In order to show how the Textprocessing feature works, and how the nodes can be used and combined two more examples are available in the example section.

  • Tag Cloud Example: Shows how to properly use the Tag Cloud node on the PubMed Human-Aids, Mouse-Cancer data.
  • Named Entity Recognition and TagCloud Example: Shows how to convert strings (from an rss news feed) into documents, use Named Entity Tagger combined with a TagCloud

New nodes:

  • Document Data Extractor: Extracts specified data of a document like title, authors, publication date etc. and returns it as output data. For each field to extract (i.e. title) a column in the output data table is created containing its values. According to the data the appropriate data cell type is chosen, i.e. the publication date column contains DateAndTime cells.
  • Sentence Extractor: Extracts all sentences of a document and creates an output table with rows containing triples of document, sentence and number of terms. This node can be used to convert the sentences of documents into string cells and additionally count the number of terms.
  • Dict Replacer: Replaces terms according to a specified dictionary. The dictionary file has to contain key and value pairs, separated by ",". Terms matching a key will be replaced by the corresponding value.
  • Term Grouper: Groups terms consisting of equal strings/words that appear several times because of different tags. Therefore a tag grouping policy can be specified, determining in which way tag conflicts are handled. Available are: "Delete all", "Keep all", and "Delete conflicting only".
  • Snowball Stemmer: Integrates the Snowball stemming library with all available stemmer (Porter, Portuguese, English, Spanish, Hungarian, Russian, Italian, Dutch, Swedish, Danish, Norwegian, Romanian, Turkish, French).
  • OpenNLP NE tagger: Integrates the OpenNLP named entity recognizer with the corresponding models. Named entities like date, money organization, location, person, time can be recognized and tagged appropriately. Additionally a dictionary can be specified, used by the OpenNLP model to increase accuracy.
  • Hyphenator: Hyphenates terms according to the algorithm of Liang. Language dependant pattern files are integrated for, Portuguese, Danish, French, Czech, Italian, Finnish, German, Swedish, English, Dutch.

New Meta nodes:

A couple of meta nodes have been integrated as well. You can find them in your node repository in the category "Meta". These meta nodes contain different frequent pre-processing chains in order to make pre-processing more comfortable and save space on your workbench.

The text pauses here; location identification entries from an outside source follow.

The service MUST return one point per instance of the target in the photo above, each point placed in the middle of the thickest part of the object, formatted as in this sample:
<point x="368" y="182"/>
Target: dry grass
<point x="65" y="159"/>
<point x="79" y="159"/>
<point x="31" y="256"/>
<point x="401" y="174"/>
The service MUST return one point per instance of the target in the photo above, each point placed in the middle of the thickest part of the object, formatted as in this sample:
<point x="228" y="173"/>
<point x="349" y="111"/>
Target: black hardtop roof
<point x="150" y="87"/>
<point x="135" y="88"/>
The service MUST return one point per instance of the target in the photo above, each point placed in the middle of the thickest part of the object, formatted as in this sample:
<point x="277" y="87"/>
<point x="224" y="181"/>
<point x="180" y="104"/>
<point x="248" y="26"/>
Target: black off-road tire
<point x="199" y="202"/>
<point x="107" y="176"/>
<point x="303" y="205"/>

  • Simple Preprocessing: A simple pre-processing chain containing: POS tagger, BoW creator, Punctuation Erasure, N Chars Filter, Stop word Filter, Porter Stemmer)
  • Extended NER Preprocessing: An extended pre-processing chain containing: POS tagger, Person recog., Location recog., Organization recog., ABNER tagger, BoW creator, Punctuation Erasure N Chars Filter, Stopword Filter, Porter Stemmer
  • Frequencies: Containing node to compute tf and idf frequencies. IDF, TF(rel), TF(abs)
  • Vector Creation: Containing a keyword extractor and vector creation nodes. Keygraph Keyword Extractor, Term Vector, Document Vector

Textprocessing version 2.0.1.0020407 released

Textprocessing plugin version 2.0.1.0020407 has been released.
To update your old plugin or install the new one, use the eclipse update machanism.
The new release includes a performance speed up of preprocessing nodes,
some new dialog options, like the ignorance of the unmodifiable flag of terms
by preprocessing nodes, two new nodes, and much more.

Additionally the documentation and the examples on this site have been revised.

New Nodes:

Tags to string
Converts tags of specified types to strings.